現在の戻橋は、普通のコンクリート造の特徴の無い橋なので、すぐ下流に架かる石組造りの堀川第一橋(中立売橋)と勘違いする人もある位です。しかし、戻り橋が、平安遷都の際に架橋されて以来、何度も石橋を架け替えながらも、現在までその位置をほとんど変えず存在してきた貴重な橋であることは確かなようで、古くから多くの伝説に彩られ、洛中の名橋として知られていました。
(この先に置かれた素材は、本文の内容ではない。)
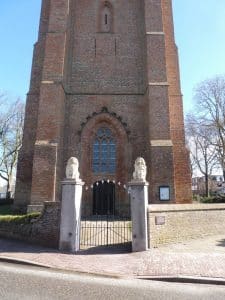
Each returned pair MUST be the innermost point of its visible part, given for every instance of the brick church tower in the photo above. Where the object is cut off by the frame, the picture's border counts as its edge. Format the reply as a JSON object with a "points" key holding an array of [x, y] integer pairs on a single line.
{"points": [[104, 88]]}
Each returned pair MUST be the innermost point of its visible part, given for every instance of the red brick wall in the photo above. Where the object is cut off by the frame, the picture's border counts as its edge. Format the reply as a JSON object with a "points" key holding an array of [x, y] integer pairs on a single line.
{"points": [[77, 70]]}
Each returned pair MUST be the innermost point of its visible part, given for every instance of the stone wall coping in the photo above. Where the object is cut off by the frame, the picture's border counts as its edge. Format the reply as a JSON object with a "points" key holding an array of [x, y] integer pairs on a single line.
{"points": [[138, 183], [158, 208], [72, 182], [51, 203]]}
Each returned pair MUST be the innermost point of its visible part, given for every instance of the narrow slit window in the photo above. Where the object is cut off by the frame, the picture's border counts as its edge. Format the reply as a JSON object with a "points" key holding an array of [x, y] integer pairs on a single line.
{"points": [[106, 18]]}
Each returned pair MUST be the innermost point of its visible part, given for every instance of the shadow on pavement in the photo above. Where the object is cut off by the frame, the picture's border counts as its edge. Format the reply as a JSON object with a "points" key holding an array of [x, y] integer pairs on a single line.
{"points": [[113, 249], [15, 246], [221, 243]]}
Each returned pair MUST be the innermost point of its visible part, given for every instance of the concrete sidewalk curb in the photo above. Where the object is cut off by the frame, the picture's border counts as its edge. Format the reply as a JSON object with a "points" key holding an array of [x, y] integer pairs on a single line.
{"points": [[186, 279], [175, 278], [21, 261]]}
さて、平安時代、戻り橋のある一条大路(現一条通)は、平安京の最北の通りで、戻り橋は、堀川小路の中央を流れる堀川(川幅約四丈(約十二メートル))に架けられていました。
堀川は、当時、平安宮内裏の東の外堀の役割を果たしていたとされ、戻り橋付近は、平安宮の鬼門(北東角)に当たりました。そして、一条大路((現一条通)が平安京の洛中と洛外を分ける北の境界線でもあったことから、後世、あの世と此の世の境界、死者が甦ったり、霊や鬼等の伝説を生んだと思われます。(南の境界に当る九条大路(九条通)の羅生門と共通する所がありそうです)



元々「土御門橋」と言われていたこの橋が、何時頃、「一条戻橋」と呼ばれるようになったのかは不明ですが、平安時代中期の和泉式部の歌に、「いづくにも帰るさまのみ渡ればやもどり橋とはひとのいふらん」(和泉式部)とあり、恐らく、平安中期以降には、この名前が定着していたと思われます。

そして、「戻橋」と言う名前の由来としては、西行に仮託された説話集『撰集抄』(鎌倉時代以降成立)の巻七第五に以下のような記載があることが知られます。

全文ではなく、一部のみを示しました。